= Research Centre for Emerging and Reemerging Infectious Diseases =

The Research Centre for Emerging and Reemerging Infectious Diseases is part of the Pasteur Institute of Iran.

It is the National Reference Laboratory for Plague, Tularemia, and Q Fever.

== The history of the foundation of Pasteur Institute of Iran ==
One year after World War I and despite the persistent problems caused by casualties and infectious diseases in the country resulting from war, the Iranian government decided to renew its relationship with France to promote medical sciences and research concerning different types of endemic infectious diseases. The Iranian delegates met Pierre Paul Émile Roux, the general director of the Pasteur Institute of Paris, in 1919 and this visit laid the foundation of Pasteur Institute of Iran.

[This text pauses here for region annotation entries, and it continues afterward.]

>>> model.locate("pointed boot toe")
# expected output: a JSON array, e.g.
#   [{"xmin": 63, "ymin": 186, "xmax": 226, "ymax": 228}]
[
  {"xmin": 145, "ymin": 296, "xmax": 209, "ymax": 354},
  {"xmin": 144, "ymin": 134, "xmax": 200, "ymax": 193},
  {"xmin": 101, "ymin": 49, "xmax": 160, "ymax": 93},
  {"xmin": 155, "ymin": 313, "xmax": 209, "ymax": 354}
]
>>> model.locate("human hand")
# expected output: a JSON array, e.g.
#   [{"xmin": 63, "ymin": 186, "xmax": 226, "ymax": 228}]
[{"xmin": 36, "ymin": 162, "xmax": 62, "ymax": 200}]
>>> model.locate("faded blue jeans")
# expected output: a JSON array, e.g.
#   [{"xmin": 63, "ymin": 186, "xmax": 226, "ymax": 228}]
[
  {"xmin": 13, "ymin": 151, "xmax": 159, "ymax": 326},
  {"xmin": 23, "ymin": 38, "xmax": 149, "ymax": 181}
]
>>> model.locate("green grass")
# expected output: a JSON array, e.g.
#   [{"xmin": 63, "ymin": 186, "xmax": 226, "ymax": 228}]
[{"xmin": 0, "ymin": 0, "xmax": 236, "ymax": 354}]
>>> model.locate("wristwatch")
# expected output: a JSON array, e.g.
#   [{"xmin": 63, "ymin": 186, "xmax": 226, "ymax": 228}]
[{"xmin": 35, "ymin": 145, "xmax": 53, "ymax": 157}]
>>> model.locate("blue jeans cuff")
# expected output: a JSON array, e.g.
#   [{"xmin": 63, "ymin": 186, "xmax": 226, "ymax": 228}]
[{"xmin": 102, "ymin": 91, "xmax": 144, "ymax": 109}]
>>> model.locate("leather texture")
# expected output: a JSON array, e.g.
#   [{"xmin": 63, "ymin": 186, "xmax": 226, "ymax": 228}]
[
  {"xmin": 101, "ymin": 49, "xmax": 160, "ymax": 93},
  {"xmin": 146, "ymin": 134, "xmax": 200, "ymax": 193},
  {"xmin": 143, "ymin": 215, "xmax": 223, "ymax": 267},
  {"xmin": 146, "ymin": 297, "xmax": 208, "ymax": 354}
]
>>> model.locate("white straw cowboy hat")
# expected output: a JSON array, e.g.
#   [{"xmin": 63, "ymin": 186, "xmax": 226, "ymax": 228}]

On 20 January 1921, Professor René Legroux, the leading delegate of the Pasteur Institute of Paris, signed a memorandum of understanding with the minister for foreign affairs of Iran and as a result, Pasteur Institute of Iran was established. Pasteur Institute of Iran was the tenth Pasteur Institute formed worldwide. Moreover, Pasteur Institute of Iran formally started its activity on 23 August 1921. Due to World War II, the relationship between the Pasteur Institutes in Iran and Paris was interrupted (from 1939 to 1945). Before the war, when the number of laboratories was limited and their activities failed to meet the needs of the country, most of the national health issues related to the ministry of health were addressed by Pasteur Institute of Iran.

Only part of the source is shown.